The message of the resurrection is that this world matters! That the injustices and pains of this present world must now be addressed with the news that healing, justice, and love have won. If Easter means Jesus Christ is only raised in a spiritual sense—[then] it is only about me, and finding a new dimension in my personal spiritual life. But if Jesus Christ is truly risen from the dead, Christianity becomes good news for the whole world—news which warms our hearts precisely because it isn’t just about warming hearts. Easter means that in a world where injustice, violence and degradation are endemic, God is not prepared to tolerate such things—and that we will work and plan, with all the energy of God, to implement victory of Jesus over them all.

In the sure life-changing, world-changing Hope of Christ,

April 6, 2017

Dear Friends:

This Sunday is Palm Sunday – the triumphal entry of Jesus into Jerusalem!  This begins Holy Week, Jesus’ last week on earth. Nearly one third of all four Gospels focus on this final week of Jesus’ ministry. The action moves quickly through the Gospels, racing through Jesus’ early life, and then the action shifts into slow gear, walking us carefully through these last days of Jesus, and the events leading up to the cross.  The Gospels give us a chance to read and absorb the meaning of this week.  So I offer some passages below to help us journey with Jesus through his final days.

Holy Week:
1. Palm Sunday: The Triumphal Entry of Jesus into Jerusalem through the “Golden Gate”—the gate of the Messiah, as a great crowd proclaims: “Hosanna! Blessed is He who comes in the name of the Lord! Blessed is the King of Israel!” (Zephaniah 9:9, Matthew 21: 1-11)

2. Monday: Jesus cleanses the Temple, clearing out the money changers, declaring: “My Father’s House is to be a house of prayer for all people—but you have made it a den of thieves!” With this, the die is cast. Both the Priests (Sadducees) and the Pharisees (Teachers of the law) determine to kill Jesus. (Matthew 21:12-17)

3. & 4. Tuesday & Wednesday: The last days of public teaching as Jesus speaks in parables of Himself as God’s Son, by whom all will be saved. (Isaiah 53: 1-12, Read any of Matthew 21:28-25:45)

5. Maundy Thursday: After washing the feet of the disciples, Jesus celebrates the Feast of the Passover, instituting the sacrament of communion.  After the supper, Jesus and his disciples went to Gethsemane to pray, where he was betrayed by Judas, arrested by the Temple guard and taken to an illegal night session of the Jewish courts. (Zechariah 11:12, Matthew 26:14-67)

6. Good Friday: The denial by Peter, Jesus’ trial before Pilate and Herod.
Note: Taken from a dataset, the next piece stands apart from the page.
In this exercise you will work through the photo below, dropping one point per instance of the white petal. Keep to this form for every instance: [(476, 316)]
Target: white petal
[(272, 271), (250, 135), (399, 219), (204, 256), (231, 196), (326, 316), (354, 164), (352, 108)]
The crown of thorns. Then the crucifixion between two thieves. At 3:00 p.m. Jesus dies as the “Lamb of God.” There is an earthquake, the centurion confesses his faith and the veil in the temple is torn from top to bottom just as Jesus proclaims that salvation is accomplished: “It is finished!” After His death, Nicodemus and Joseph bury Jesus in a new tomb in a garden.  (Amos 8:9, Psalm 22: 1, 16-18, Psalm 69:21, Psalm 31:5, Mark 10:34, Matthew 27: 1 – 27:61)

7. Saturday: The Jewish leaders break the Sabbath to insure that the tomb is sealed and no one can break in to steal the body.  A Roman guard is posted. (Matthew 27:62-66, Philippians 2; 5-11, Isaiah 52: 13-15)

8. Easter Sunday: Shortly before dawn on the third day, the stone of the tomb is rolled away (by angels) as Jesus triumphs over sin and death. The angels tell the women at the tomb: “He is risen!” Jesus appears to Peter alone, to the two on the Road to Emmaus, and to His disciples in the Upper Room. (Psalm 118:22, Isaiah 26:19, Matthew 28:1-15)

Friends, I invite you to read along with me this holy week. And know that we are walking on holy ground.